Goering liked portraits of German generals and political heroes, Dutch Old Masters and paintings of women, preferably unclothed. He amassed some 50 works by Lucas Cranach the Elder and 30 by Peter Paul Rubens.
He wasn’t interested in the monumental, bland contemporary art that Hitler promoted. He also kept some looted Impressionist pictures, deemed “degenerate” under the official Nazi line. […] “The collection was not filled with masterpieces, as was alleged frequently after the war,” Yeide says. “Most of the very best of the objects came from previously vetted collections from major collectors. Most of the minor works were gifts to Goering.” […] Among the art stolen from Jewish families like the Rothschilds and Goudstikkers were works by Joshua Reynolds, Paolo Uccello, Francois Boucher, Jean-Honore Fragonard and Anthony van Dyck. After his buyer, Walter Andreas Hofer, had selected the best, Goering would go to the Jeu de Paume in Paris to view the booty before it was shipped to Carinhall.[…]
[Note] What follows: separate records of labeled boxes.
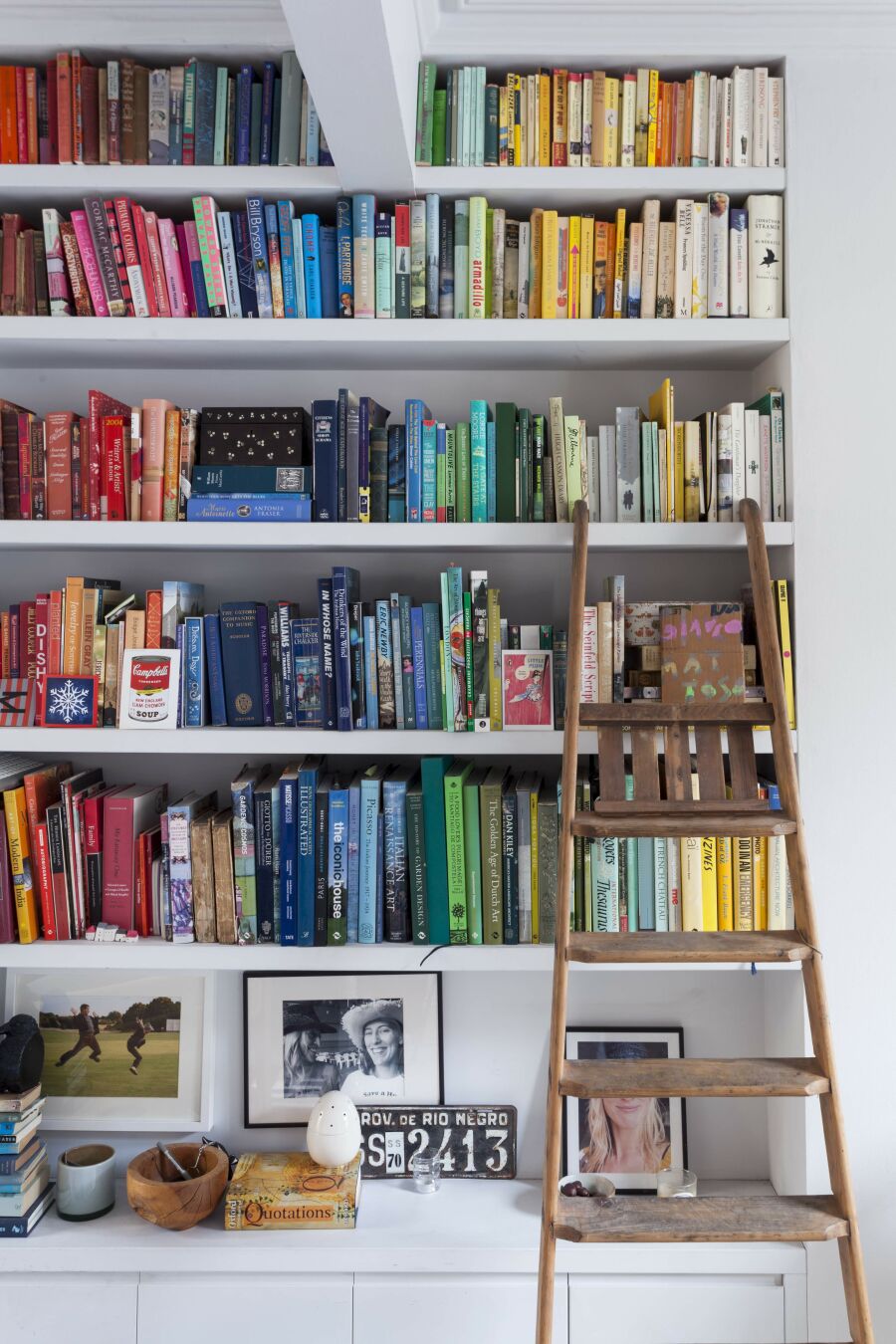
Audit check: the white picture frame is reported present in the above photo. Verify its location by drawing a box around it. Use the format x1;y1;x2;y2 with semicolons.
5;969;215;1133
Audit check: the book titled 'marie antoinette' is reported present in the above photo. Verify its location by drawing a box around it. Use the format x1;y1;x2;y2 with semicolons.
224;1153;361;1232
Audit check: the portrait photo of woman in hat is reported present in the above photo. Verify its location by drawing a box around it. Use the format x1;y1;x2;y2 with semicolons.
341;999;404;1102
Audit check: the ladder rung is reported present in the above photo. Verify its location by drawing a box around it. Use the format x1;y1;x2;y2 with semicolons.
554;1195;849;1241
579;700;776;729
572;802;796;840
560;1059;830;1097
566;933;812;963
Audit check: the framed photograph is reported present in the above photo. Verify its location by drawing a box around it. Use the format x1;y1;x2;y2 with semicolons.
243;971;442;1129
5;969;214;1133
562;1026;688;1195
501;649;554;729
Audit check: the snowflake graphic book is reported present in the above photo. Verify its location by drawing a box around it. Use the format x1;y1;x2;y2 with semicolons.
43;676;97;729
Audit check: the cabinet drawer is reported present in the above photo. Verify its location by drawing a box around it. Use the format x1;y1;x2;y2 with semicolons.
569;1274;784;1344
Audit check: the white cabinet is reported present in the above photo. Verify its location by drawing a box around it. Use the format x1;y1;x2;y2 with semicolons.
136;1273;352;1344
352;1274;566;1344
0;1268;137;1344
569;1274;793;1344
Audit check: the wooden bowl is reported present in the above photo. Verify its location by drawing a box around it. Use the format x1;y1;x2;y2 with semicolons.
127;1144;230;1232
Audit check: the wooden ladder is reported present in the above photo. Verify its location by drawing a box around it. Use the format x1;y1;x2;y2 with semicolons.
536;500;873;1344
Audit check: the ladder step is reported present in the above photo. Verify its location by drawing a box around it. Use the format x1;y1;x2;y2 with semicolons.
566;933;812;964
554;1199;849;1241
572;802;796;840
560;1059;830;1097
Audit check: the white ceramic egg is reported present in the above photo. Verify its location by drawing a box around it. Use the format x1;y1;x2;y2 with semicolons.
308;1091;361;1167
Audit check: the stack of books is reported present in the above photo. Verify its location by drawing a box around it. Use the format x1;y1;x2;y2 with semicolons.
0;1083;55;1237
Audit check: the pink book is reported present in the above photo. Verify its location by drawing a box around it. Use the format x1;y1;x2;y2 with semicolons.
72;210;109;318
158;219;189;318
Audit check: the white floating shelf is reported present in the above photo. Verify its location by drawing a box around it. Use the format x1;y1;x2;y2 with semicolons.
0;318;789;372
414;168;785;206
0;1183;806;1279
3;729;796;760
0;522;793;556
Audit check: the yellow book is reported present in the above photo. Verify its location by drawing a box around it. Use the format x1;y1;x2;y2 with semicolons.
603;76;619;168
568;215;581;318
542;210;559;318
612;210;626;318
647;70;660;168
773;579;796;729
3;787;40;942
579;215;593;319
751;836;769;933
539;74;551;168
716;836;735;933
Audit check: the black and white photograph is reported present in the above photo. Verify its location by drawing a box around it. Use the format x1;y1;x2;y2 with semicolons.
564;1026;688;1194
243;972;442;1126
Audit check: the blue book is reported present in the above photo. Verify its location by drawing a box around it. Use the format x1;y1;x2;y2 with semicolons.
420;421;438;523
258;61;277;164
336;196;354;318
290;615;324;729
230;210;258;318
312;400;338;523
327;779;347;948
404;396;432;523
280;764;300;948
220;602;265;729
303;215;323;318
246;196;274;318
297;757;321;948
317;579;336;730
277;200;299;318
183;615;205;729
332;564;360;733
346;775;361;942
320;224;338;318
187;495;312;523
411;606;430;729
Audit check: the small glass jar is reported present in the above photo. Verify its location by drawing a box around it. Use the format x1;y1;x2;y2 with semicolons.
411;1153;442;1195
657;1167;697;1199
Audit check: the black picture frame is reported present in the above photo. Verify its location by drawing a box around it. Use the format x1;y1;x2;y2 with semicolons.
242;969;445;1129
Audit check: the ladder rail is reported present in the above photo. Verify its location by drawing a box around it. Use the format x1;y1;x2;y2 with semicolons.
536;500;588;1344
740;500;874;1344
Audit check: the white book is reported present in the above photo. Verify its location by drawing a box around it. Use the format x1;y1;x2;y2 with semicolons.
753;66;769;168
707;191;730;318
731;66;753;168
673;200;693;318
641;200;660;318
769;76;784;168
747;196;784;318
516;227;532;318
597;425;616;523
745;407;762;508
691;200;709;318
728;210;750;318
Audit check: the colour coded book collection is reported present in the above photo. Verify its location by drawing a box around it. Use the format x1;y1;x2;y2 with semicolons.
0;51;334;168
415;61;784;168
0;192;784;320
0;379;787;523
0;756;792;951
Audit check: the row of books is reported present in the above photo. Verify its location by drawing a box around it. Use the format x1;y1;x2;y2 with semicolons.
0;757;792;946
0;51;334;166
0;192;784;319
415;61;784;168
0;377;787;523
0;1080;55;1239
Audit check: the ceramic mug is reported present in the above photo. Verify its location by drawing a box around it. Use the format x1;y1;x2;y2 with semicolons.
57;1144;115;1224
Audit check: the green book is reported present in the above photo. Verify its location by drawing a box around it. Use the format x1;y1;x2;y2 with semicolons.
445;761;473;942
464;768;488;945
420;757;451;946
404;776;430;942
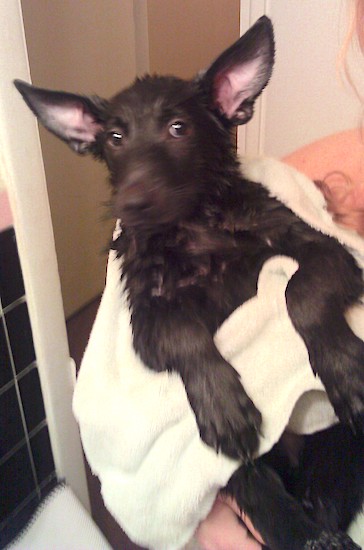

In his fervor to get a Johannes Vermeer to crown his collection of Old Masters, Goering made one glaring error. He traded 150 paintings for a forgery by Han van Meegeren. Confronted in his jail cell with the truth, he “looked as if for the first time he had discovered there was evil in the world,” according to Stuart Leonard, the U.S. official who broke the news to him.
About 80 percent of Goering’s loot — most of which was safely evacuated before Carinhall was bombed — has been traced and returned to the rightful owners. Yeide says she hopes that the catalog will help to track down artworks still missing.